# What would you recommend for a ten year old girls 1st leaf blower?



## wood4heat (Feb 11, 2015)

This is not a joke.. well not really. I took my daughter to the saw shop a few weeks ago and she fell in love with a leaf blower.  I was playing with a 461 and she was playing with the leaf blowers on the other side of the isle. When I had enough saw play and was ready to go she had picked one of them out and wanted it for her birthday! That was three weeks ago and she is still asking about it. All of the trees in our yard are Doug fir, WE DONT EVEN HAVE LEAVES!!! I guess she wants to blow the pine cones around. 

So what leaf blower would you recommend for a wierd ten year old girls birthday? 

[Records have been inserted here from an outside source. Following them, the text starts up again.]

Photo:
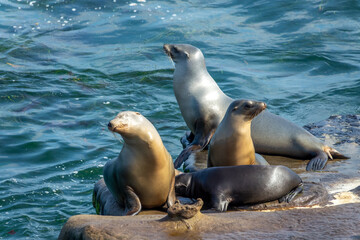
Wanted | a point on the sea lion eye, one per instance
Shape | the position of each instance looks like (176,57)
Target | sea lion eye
(247,106)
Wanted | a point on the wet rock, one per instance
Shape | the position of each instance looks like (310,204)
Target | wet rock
(338,222)
(341,128)
(313,194)
(185,211)
(103,201)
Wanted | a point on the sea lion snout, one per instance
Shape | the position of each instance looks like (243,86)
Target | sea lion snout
(263,105)
(167,50)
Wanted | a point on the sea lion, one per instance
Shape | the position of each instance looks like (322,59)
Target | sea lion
(231,144)
(203,105)
(239,185)
(143,174)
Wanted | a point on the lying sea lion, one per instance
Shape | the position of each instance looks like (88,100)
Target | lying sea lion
(239,185)
(203,106)
(143,174)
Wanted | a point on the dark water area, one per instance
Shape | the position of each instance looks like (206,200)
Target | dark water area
(68,67)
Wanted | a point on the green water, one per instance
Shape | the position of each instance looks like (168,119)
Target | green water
(68,67)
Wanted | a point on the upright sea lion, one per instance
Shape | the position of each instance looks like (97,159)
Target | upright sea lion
(143,174)
(203,105)
(239,185)
(231,144)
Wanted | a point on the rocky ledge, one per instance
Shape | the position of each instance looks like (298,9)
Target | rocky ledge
(335,216)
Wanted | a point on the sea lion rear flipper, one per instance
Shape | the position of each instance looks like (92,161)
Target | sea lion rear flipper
(290,196)
(171,197)
(203,135)
(187,138)
(334,153)
(133,204)
(318,162)
(220,203)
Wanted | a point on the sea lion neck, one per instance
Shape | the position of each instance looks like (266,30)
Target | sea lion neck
(190,68)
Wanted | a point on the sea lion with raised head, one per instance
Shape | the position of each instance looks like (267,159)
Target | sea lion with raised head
(231,144)
(220,187)
(143,174)
(203,105)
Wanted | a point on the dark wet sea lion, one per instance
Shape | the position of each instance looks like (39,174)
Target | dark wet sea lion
(239,185)
(231,144)
(203,105)
(143,174)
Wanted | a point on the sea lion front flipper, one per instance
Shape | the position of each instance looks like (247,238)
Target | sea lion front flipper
(203,135)
(220,202)
(318,162)
(133,204)
(290,196)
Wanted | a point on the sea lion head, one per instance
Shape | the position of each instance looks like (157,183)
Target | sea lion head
(132,125)
(182,184)
(184,54)
(246,109)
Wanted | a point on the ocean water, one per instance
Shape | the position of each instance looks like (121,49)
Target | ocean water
(68,67)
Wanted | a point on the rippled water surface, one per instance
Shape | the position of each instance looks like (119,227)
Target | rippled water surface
(68,67)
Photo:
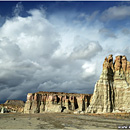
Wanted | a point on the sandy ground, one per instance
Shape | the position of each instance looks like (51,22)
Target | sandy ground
(62,121)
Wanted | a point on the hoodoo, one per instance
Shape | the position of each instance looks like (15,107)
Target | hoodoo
(111,93)
(112,90)
(56,102)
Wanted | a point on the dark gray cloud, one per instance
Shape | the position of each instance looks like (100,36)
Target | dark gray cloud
(86,51)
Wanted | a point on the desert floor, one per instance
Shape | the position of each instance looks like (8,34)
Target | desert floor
(63,121)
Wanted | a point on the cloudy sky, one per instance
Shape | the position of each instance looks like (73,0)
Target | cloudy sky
(58,46)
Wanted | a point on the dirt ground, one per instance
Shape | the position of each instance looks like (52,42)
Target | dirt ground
(63,121)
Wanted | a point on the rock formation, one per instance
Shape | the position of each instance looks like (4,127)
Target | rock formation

She also wanted me to use this emoticon.


----------



## New Hampster (Feb 12, 2015)

This was my first:


----------



## jerseyjeff (Feb 12, 2015)

wood4heat said:


> This is not a joke.. well not really. I took my daughter to the saw shop a few weeks ago and she fell in love with a leaf blower.  I was playing with a 461 and she was playing with the leaf blowers on the other side of the isle. When I had enough saw play and was ready to go she had picked one of them out and wanted it for her birthday! That was three weeks ago and she is still asking about it. All of the trees in our yard are Doug fir, WE DONT EVEN HAVE LEAVES!!! I guess she wants to blow the pine cones around.
> 
> So what leaf blower would you recommend for a wierd ten year old girls birthday?
> 
> She also wanted me to use this emoticon.


----------



## jerseyjeff (Feb 12, 2015)

Makes sense because leaf blowers rock. I say go for the biggest backpack possible, strap on roller skates and a helmet (to be safe) and then watch the fun. 
When we purchased our house the old homeowners left and echo pb-25 (eqivalent to http://www.echo-usa.com/Products/Blowers/PB-250) and I had a crapsman electric blower. 
After the first day of doing leaves, I picked up a redmax 8500. The small engine shop guy told me you can spend money or time when blowing leaves... 

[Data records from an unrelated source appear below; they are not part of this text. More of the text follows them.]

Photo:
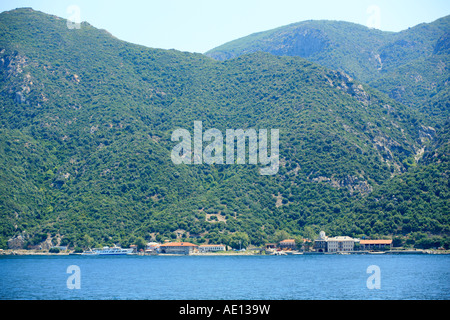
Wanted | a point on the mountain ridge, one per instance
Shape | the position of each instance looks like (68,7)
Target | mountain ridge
(85,143)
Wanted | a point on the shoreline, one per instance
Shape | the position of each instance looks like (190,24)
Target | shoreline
(23,252)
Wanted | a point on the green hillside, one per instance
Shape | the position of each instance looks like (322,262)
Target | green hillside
(85,144)
(411,66)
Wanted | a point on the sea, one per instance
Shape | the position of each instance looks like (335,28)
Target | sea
(244,277)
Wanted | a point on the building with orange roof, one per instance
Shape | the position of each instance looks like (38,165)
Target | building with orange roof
(178,248)
(287,244)
(211,248)
(375,244)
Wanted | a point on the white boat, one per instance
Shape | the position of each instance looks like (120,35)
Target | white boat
(108,251)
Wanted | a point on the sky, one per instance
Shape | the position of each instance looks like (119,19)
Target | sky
(201,25)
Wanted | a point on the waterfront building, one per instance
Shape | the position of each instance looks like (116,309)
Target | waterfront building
(178,248)
(334,244)
(375,244)
(287,244)
(152,248)
(211,248)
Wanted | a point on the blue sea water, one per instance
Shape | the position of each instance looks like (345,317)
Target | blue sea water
(300,277)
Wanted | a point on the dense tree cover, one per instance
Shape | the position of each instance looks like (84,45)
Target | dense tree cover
(410,66)
(85,144)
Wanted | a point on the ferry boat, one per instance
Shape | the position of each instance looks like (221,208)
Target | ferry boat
(108,251)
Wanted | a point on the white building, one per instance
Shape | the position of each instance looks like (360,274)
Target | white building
(334,244)
(211,248)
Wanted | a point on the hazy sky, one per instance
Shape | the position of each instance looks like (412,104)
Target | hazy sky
(200,25)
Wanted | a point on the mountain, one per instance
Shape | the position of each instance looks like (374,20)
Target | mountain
(411,66)
(86,140)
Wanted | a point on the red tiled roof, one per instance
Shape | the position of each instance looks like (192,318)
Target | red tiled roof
(179,244)
(375,242)
(211,245)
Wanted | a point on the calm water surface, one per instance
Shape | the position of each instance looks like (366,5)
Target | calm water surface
(226,277)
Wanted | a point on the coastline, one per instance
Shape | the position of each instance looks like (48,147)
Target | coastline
(23,252)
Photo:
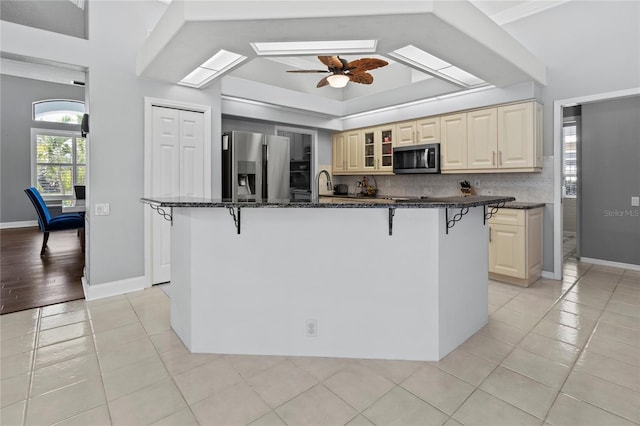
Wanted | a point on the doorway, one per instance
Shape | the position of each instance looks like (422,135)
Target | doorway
(302,164)
(177,163)
(571,131)
(558,108)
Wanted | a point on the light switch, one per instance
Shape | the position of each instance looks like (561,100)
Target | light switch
(102,209)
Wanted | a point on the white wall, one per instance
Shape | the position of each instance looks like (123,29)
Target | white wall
(589,47)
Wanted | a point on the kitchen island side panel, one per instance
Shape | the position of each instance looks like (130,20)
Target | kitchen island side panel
(463,265)
(370,295)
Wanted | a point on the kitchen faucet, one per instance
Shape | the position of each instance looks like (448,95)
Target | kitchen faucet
(329,185)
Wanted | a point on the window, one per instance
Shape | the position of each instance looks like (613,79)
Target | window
(58,111)
(570,160)
(59,162)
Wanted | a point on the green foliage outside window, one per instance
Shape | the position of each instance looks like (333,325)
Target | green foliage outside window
(60,163)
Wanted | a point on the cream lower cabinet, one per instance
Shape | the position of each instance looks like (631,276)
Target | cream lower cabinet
(515,245)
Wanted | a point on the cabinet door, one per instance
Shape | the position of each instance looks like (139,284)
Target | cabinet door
(353,142)
(507,250)
(338,154)
(406,133)
(384,161)
(482,138)
(428,130)
(516,136)
(370,142)
(453,148)
(534,237)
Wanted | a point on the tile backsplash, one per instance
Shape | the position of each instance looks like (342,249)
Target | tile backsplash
(526,187)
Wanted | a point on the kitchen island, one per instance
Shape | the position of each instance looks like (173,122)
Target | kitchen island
(386,278)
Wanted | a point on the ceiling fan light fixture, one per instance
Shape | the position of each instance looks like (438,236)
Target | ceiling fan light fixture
(338,80)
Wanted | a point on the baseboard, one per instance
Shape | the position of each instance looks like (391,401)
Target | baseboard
(601,262)
(23,224)
(548,275)
(114,288)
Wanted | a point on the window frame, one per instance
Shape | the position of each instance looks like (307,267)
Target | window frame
(74,134)
(570,122)
(53,101)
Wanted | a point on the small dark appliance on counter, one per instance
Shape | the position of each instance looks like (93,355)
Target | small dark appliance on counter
(340,189)
(417,159)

I tried giving my 10 year old the echo, with ear and eye pro, and it was too much for him. He was able to manage the electric blower much better...
My three year old can pick up and hold the electric blower, but he does not get the whole have to blow the leaves in a single direction thing yet. 

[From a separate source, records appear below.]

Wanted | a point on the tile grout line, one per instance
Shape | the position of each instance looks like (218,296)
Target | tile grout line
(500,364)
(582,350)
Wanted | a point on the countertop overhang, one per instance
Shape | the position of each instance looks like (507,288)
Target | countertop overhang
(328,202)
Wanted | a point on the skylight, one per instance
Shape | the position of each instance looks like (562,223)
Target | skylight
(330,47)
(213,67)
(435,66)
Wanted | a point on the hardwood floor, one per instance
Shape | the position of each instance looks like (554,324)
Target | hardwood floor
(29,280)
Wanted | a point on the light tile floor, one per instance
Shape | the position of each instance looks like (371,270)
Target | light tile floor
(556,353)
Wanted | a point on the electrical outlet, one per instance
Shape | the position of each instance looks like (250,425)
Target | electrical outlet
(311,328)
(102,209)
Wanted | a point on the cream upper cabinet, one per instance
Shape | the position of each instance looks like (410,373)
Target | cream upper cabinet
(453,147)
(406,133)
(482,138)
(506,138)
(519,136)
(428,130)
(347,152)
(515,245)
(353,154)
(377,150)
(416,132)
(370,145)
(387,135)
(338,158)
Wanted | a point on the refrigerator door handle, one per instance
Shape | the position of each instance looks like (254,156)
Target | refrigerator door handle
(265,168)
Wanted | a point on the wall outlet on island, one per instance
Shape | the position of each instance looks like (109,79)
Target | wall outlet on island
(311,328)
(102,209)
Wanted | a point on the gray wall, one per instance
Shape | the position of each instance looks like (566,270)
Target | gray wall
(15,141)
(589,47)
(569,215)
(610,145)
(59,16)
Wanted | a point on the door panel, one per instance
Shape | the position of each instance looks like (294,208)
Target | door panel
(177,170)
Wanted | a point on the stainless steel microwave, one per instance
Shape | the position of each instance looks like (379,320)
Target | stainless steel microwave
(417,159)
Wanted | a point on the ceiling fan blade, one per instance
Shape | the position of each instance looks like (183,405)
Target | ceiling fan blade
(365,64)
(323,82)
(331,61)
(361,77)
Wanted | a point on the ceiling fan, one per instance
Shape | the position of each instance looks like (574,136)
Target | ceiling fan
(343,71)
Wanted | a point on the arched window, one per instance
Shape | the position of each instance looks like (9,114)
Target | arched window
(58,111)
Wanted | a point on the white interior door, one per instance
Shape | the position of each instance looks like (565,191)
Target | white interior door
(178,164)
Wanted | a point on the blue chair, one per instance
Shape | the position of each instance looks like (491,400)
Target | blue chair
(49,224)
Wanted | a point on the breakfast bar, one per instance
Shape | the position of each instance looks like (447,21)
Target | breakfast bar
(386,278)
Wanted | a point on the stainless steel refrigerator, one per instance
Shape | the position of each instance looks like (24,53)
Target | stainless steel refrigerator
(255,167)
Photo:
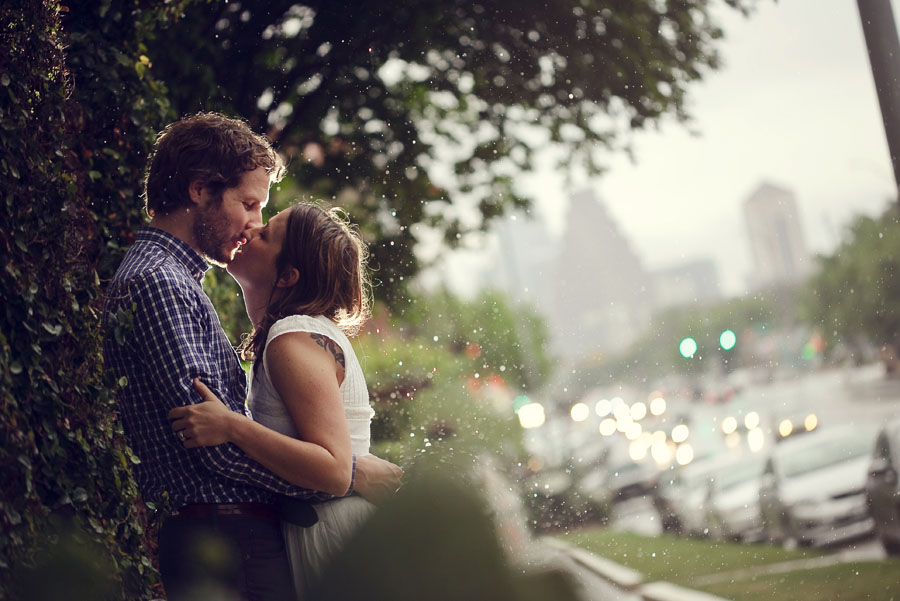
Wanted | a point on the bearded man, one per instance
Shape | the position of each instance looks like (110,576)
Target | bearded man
(207,183)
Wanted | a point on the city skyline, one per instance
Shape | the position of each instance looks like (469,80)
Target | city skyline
(793,104)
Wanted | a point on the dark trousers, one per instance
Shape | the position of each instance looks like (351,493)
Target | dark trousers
(224,558)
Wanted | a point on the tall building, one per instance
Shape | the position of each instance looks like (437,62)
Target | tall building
(692,283)
(603,297)
(525,266)
(776,237)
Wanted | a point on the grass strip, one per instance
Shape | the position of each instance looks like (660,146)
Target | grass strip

Had the cordless options existed, and I had the disposable income, I might have gone for the EGO/Worx/Stihl/Husky or go on the cheap for the ryobi or black and decker. a different option if you have the Makita or Milwaukee have 18Volt small blowers that would be wicked handy for bed inflation, truck bed clean out and raft inflation too, but would only be worth it if you just needed to get a 45 dollar bare tool


----------



## jughead500 (Feb 12, 2015)

Dude in the tradin post has a used husky 125 bt for sale.May have to hunt a little bit.


----------



## ANewSawyer (Feb 12, 2015)

I would get an electric blower. Maybe find an older battery powered model. My gas blower is strong even for me.


----------



## wood4heat (Feb 12, 2015)

Awesome! Can't wait to show her all of your suggestions tonight! I especially like the manual option! (rake) 



jerseyjeff said:


> Makes sense because leaf blowers rock. I say go for the biggest backpack possible, strap on roller skates and a helmet (to be safe) and then watch the fun.



Do they make off road skates? We live on a gravel road.


----------



## jerseyjeff (Feb 12, 2015)

wood4heat said:


> Awesome! Can't wait to show her all of your suggestions tonight! I especially like the manual option! (rake)
> 
> 
> 
> Do they make off road skates? We live on a gravel road.




hmm... 

they do make skate boards, 

http://www.mbs.com/

and with a big enough blower.... I accidentally started the redmax when I first got it with 1/2 throttle, and proceeded to chase it for a bit. boy did that look dumb.


----------



## jughead500 (Feb 12, 2015)

jerseyjeff said:


> hmm...
> 
> they do make skate boards,
> 
> ...


8500?


----------



## jerseyjeff (Feb 12, 2015)

yep... I live on 1/5 of an acre, but there are over 32 trees on the lot, and a massive oak across the street, so I have a ton of leaves.


----------



## LegDeLimber (Feb 15, 2015)

I caught that gravel road thing, Just had to throw this in though.
IF I lived on a level, flat street, I would have already built one of these.
and i'll just simply admit to over 50 candles on my cake.

yeah , I actually confess to having more than one gasoline powered blower too.
"Battery Powered Hovercraft " 

I'd say go with a larger on than this second kid used.
Oh and definitely get the extra warranty "accident" plan with it!


I keep thinking; What if you put on a pair of backpacks (the 8500's)
One in front, one in back...
and ran a flex hose (kinda like the old dryer duct) per blower
Down your leg and made some giant snowshoe sort of things
(solid topped of course)
that have the skirts on them and try to go air skating on this rig-up.
Wile E Coyote, revisited !!

Ah, just to be about 17 years old again and have a pair of those blowers around.


----------



## Miles86 (May 16, 2015)

Hey-

echo pb-255 http://www.echo-usa.com/Products/Blowers/PB-255

Your doing something right that she is interested in things outdoors and actually useful.


----------